Aide: Oh, yes, sir, I have it right, here. It's this volume right here. It is,
ahem, quite long.

PM: How long?

Aide: Quite.

PM: (more sternly) _How long?_

Aide: It is several thousand pages, sir.

PM: Ah. Ok. How very disappointing. Have you scanned the list?

Aide: I have.

PM: And who, might I ask, is it comprised of? Degenerates, criminals, ne'er-
do-wells, perverts, thugs, know-nothings, liberals?

Aide: Sir, well...sir....

PM: Spit it out.

Aide: It seems _everyone_ is on the list, sir.

PM: Everyone?

Aide: Yes. Everyone.

PM: Do you mean everyone in _Liverpool?_

Aide: I'm afraid I mean everyone in the UK, sir.

PM: That's 60 million people.

Aide: Indeed.

PM: That's nonsense. The Britons are more decent than that! Next you'll be
telling me that the Queen herself is on the list!
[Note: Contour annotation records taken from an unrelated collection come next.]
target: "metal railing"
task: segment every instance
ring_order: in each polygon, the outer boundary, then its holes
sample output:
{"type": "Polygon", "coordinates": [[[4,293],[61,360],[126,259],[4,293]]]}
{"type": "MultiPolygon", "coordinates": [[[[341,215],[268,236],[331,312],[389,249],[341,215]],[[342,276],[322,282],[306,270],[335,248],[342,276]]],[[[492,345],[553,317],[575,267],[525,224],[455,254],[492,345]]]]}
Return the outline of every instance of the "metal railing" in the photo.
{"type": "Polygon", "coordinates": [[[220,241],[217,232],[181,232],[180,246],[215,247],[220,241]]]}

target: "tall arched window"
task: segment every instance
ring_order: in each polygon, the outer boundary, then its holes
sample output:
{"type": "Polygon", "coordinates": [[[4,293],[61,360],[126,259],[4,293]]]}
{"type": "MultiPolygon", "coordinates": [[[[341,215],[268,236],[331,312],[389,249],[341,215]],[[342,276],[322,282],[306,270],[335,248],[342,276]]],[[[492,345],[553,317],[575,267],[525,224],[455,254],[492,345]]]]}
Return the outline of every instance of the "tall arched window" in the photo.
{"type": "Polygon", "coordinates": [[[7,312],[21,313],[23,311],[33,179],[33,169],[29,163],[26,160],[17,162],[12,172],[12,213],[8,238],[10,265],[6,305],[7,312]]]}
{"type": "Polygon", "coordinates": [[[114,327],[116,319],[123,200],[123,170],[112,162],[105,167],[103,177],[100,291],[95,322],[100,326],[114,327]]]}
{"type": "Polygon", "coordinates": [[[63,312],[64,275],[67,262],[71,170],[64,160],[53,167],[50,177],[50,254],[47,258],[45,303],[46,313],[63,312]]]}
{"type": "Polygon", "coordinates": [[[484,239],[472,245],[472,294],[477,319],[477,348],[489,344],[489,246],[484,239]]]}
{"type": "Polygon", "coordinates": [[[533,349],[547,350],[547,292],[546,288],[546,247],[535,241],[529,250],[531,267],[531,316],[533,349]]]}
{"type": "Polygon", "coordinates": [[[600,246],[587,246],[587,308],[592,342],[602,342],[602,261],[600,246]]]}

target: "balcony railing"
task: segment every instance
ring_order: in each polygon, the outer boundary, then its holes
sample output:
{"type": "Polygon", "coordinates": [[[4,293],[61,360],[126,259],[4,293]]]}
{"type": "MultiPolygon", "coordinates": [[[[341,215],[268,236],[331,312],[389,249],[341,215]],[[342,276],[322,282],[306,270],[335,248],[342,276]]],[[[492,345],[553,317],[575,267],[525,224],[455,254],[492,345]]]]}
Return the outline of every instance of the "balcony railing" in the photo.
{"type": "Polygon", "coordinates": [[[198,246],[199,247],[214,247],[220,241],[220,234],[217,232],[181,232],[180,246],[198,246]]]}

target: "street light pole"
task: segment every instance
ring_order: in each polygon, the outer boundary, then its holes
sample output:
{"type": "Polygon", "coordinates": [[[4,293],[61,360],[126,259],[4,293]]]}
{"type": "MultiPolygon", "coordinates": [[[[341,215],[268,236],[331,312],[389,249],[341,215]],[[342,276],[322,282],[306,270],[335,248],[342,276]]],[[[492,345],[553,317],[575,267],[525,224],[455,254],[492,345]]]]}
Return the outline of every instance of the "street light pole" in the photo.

 _Aide looks down at his feet._

Aide: Um.

PM: Oh for God's sake, sir. Don't tell me that the Queen is on the list!

Aide: I'm afraid she is.

PM: Wait. So you're telling me that, when I turned pornography filtering on by
default nation-wide, that _every single natural born citizen_ of the UK,
including the Queen, chose to get to their computers, logged into the
filtering system, and _opted in_ to pornography?

Aide: That's what it seems like, sir. Er, well...there is one who is not on
the list. UK tennis player and Wimbledon champion Andy Murray is not on the
list. He is as pure as new-fallen snow.

PM: National treasure, that chap.

Aide. Indeed. But everyone else is on the list.

PM: Ballocks. Ah well, I tried. It was for the children, you see. Now if
you'll excuse me I have some porn I mean, er, ahem, important _reading_ I have
to get to, privately.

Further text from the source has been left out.